For the three months ending 30 June, IBM saw revenue drop five per cent to $19.3 billion, while gross profit was down 9.4 percent to just under $8.7 billionn.
On a geographical basis, IBM again blamed the UK and Germany for bringing down overall performance in Europe.
IBM however pointed to the areas of the business it classifies as “strategic imperatives” as a true reflection of the company’s future direction. These parts of the business – namely cloud, analytics, mobile and as-a-service offerings – saw year-on-year revenue growth of five percent to $8.8 billion.
IBM CFO Martin Schroeter said: “We’ve been focused on helping our enterprise clients transform their businesses to leverage their data for competitive advantage and to improve the efficiency and agility of their IT environments.
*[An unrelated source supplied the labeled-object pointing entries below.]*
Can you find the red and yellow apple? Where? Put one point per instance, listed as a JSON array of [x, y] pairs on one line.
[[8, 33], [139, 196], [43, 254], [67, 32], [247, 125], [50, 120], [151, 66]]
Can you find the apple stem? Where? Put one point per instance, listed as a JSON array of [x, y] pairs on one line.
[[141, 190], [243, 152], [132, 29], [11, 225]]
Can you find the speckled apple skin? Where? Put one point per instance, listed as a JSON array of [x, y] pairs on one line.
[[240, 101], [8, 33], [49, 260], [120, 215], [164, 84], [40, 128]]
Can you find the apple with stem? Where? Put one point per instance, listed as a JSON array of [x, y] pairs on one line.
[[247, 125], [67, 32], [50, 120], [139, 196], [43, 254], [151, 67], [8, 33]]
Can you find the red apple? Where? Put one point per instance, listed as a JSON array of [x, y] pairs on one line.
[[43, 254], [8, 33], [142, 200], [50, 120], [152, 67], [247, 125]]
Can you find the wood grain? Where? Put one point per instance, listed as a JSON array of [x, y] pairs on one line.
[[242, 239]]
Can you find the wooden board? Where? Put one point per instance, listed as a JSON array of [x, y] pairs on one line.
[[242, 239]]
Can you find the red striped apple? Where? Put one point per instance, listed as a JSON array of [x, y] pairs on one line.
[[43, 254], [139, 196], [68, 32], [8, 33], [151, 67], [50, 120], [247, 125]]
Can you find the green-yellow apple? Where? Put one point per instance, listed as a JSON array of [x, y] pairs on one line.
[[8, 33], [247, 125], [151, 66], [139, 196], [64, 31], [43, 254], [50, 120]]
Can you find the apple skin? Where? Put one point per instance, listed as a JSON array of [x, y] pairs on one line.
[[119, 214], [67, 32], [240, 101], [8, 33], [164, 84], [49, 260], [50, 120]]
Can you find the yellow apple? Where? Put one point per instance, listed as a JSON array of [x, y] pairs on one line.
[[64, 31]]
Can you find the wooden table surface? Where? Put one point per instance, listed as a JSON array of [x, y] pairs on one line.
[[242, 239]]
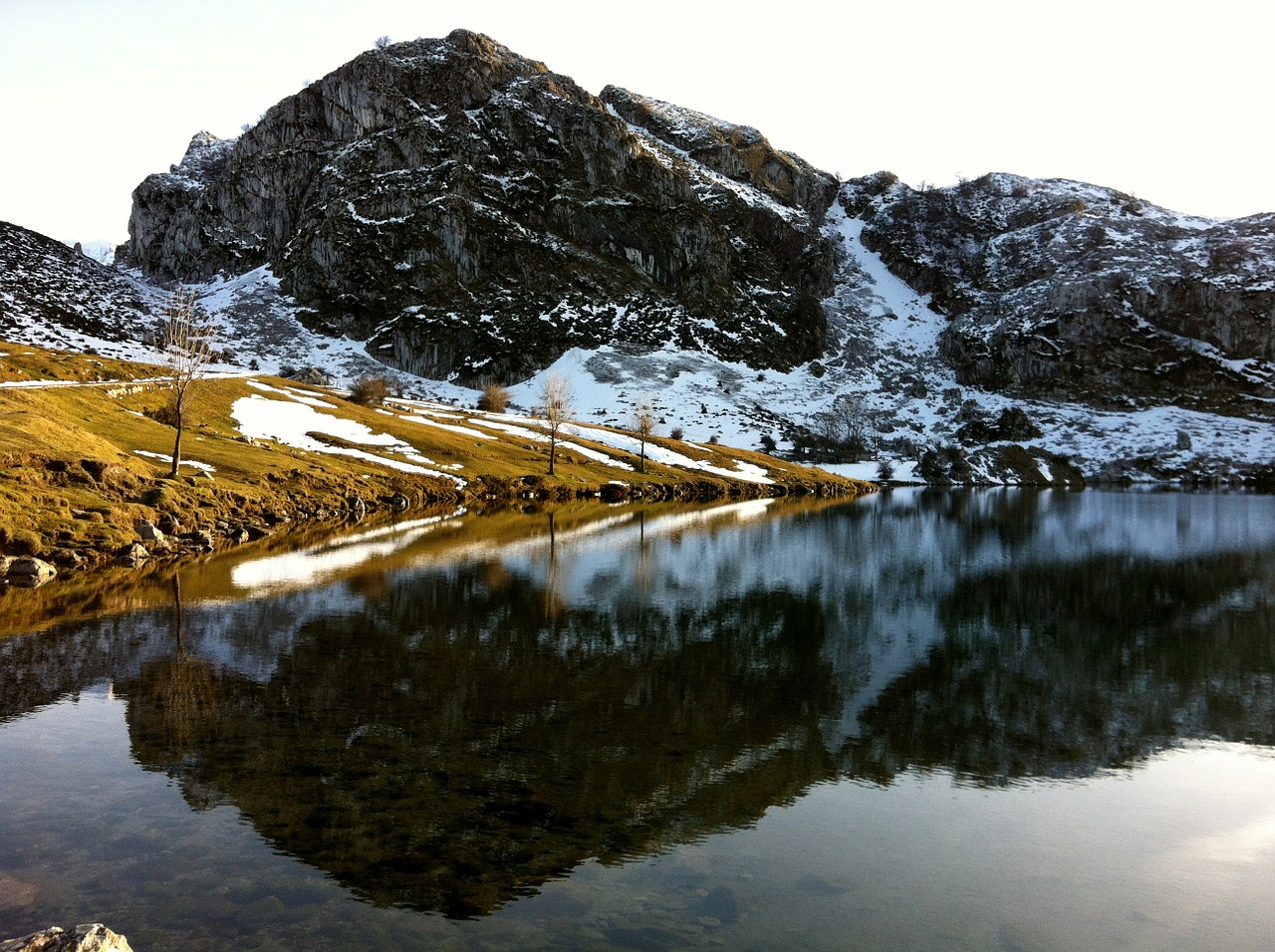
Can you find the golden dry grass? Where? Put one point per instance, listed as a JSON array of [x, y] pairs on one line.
[[72, 477]]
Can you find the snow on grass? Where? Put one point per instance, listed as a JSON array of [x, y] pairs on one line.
[[422, 417], [291, 423], [292, 394], [542, 437]]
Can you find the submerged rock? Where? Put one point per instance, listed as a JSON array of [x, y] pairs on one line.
[[90, 937]]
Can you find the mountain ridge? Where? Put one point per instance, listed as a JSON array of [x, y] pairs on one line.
[[513, 223]]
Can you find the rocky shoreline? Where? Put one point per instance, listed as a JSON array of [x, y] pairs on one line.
[[88, 937]]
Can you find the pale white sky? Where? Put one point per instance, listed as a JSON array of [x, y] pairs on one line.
[[1170, 101]]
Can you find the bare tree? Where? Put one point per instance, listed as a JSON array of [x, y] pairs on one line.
[[642, 424], [556, 406], [186, 346], [494, 397]]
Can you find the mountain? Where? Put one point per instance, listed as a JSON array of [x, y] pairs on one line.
[[468, 212], [450, 212]]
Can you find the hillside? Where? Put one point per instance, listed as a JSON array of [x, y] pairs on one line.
[[447, 212], [85, 463]]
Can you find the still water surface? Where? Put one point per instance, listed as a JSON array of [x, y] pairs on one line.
[[968, 720]]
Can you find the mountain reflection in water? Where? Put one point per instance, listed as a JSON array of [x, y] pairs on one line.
[[453, 729]]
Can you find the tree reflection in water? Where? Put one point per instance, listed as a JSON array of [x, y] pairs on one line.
[[449, 734]]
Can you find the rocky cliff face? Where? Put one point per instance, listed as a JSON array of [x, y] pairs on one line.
[[55, 296], [469, 213], [1065, 291]]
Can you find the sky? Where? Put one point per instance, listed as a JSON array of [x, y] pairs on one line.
[[1169, 101]]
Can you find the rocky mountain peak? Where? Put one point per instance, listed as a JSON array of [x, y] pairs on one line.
[[1062, 290], [470, 213], [740, 153]]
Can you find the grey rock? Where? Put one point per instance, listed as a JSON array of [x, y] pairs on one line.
[[131, 555], [1068, 291], [30, 573], [199, 539], [506, 176], [90, 937]]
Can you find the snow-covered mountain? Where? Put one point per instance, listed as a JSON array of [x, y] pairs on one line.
[[449, 212]]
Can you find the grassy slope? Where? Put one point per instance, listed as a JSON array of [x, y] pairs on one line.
[[71, 477]]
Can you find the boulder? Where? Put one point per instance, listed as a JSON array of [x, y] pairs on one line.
[[131, 555], [30, 573], [90, 937]]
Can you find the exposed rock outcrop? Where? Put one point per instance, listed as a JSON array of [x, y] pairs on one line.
[[91, 937], [468, 212], [1066, 291], [49, 292]]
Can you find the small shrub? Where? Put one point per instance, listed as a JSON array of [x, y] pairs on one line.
[[370, 391], [494, 399], [166, 413]]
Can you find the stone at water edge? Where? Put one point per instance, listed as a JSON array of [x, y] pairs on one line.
[[31, 573], [90, 937]]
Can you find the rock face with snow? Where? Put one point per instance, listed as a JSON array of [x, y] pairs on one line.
[[56, 296], [468, 212], [1065, 291]]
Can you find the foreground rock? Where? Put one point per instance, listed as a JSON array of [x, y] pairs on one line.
[[91, 937], [30, 573]]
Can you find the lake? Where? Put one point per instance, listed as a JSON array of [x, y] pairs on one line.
[[995, 719]]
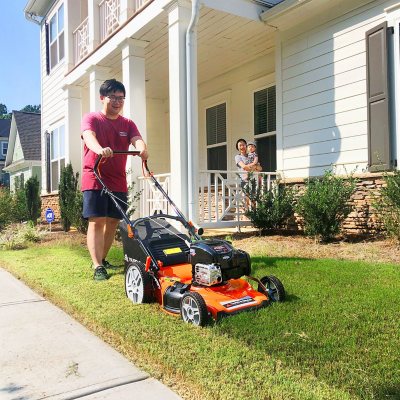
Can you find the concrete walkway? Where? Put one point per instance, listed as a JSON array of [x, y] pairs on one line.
[[45, 354]]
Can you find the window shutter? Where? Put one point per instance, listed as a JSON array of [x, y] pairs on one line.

Our strategic imperatives performance has been an indication of our progress in moving to these areas.
“Our clients are taking the productivity savings we’re delivering to them in the more traditional areas of IT and reinvesting those savings to move into these new areas; these are the dynamics you’ve seen in our revenue.”
IBM saw year-on-year growth in its cloud business of 15 percent, up to $3.9 billion, but the Technology Services and Cloud Platforms division which encompasses cloud saw revenue drop five percent to $8.4 billion.
Declines in revenue were also seen across Cognitive Solutions, Global business Services, Systems and Global Financing.
IBM however highlighted revenue growth in its analytics and mobile businesses, which grew four percent and 27 percent respectively. Revenue from security was also up four percent.